Protonex Awarded $3.65 Million Program To Continue Development Of Pulse M250 Military Power System
Protonex Technology Corp. announced that it has received a $3.65 million contract with the U.S. Army Research Office (ARO) to develop the next generation of its Pulse M250 military power system. Protonex will continue its partnership with Raytheon for testing and optimization of this product, focused on the military’s standards for performance and safety.
This new program, funded jointly by the OSD, ARO and the Army’s Communications-Electronics Research, Development, and Engineering Center (CERDEC), follows successful completion of a previously awarded $3.5 million contract for initial development of the Pulse M250 system. Consistent with the terms of the initial program, announced in February 2007, Protonex recently delivered ten units to the Army and other military end users for testing. Raytheon’s work on this first program included evaluation of the system’s performance under shock, vibration and impact environments. Raytheon will continue to add significant value to advanced development, optimization and testing of the system under this next program.
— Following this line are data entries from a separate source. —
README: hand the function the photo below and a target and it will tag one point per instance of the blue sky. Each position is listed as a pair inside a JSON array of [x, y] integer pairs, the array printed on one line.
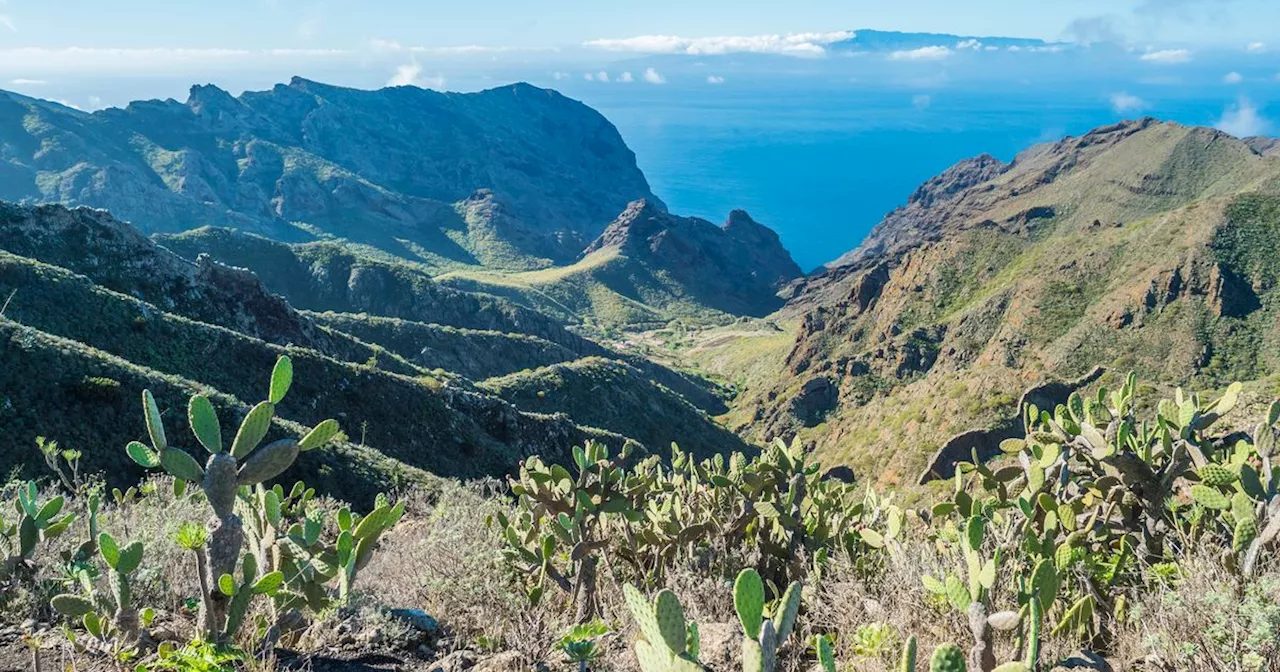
[[551, 23], [92, 54]]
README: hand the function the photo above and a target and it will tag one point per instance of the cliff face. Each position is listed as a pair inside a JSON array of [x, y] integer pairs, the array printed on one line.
[[736, 268], [376, 167], [1134, 246]]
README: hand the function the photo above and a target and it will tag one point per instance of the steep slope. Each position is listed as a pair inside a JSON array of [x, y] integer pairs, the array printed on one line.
[[350, 279], [1142, 246], [513, 177], [649, 266], [87, 400], [469, 352], [342, 278], [613, 396], [440, 424]]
"Our product development work for Pulse M250, now supported by a total of $7.15 million from the U.S. Army, has been highly successful to date," said Scott Pearson, Protonex CEO. "We were selected by the U.S. military for this product due to our proven ability to deliver leading-edge, highly durable, affordable power systems that are engineered to meet stringent military standards. This new program will accelerate our efforts to reach field-readiness and evolve Pulse M250 into its final form."
Pulse M250 is a 250W power system that is designed for a diverse set of portable military applications, including field battery charging, auxiliary power units and portable power generation. The company states that the system operates on liquid methanol fuel and provides the US military with a power source that is significantly smaller, lighter, quieter and more cost effective than alternative battery or generator systems.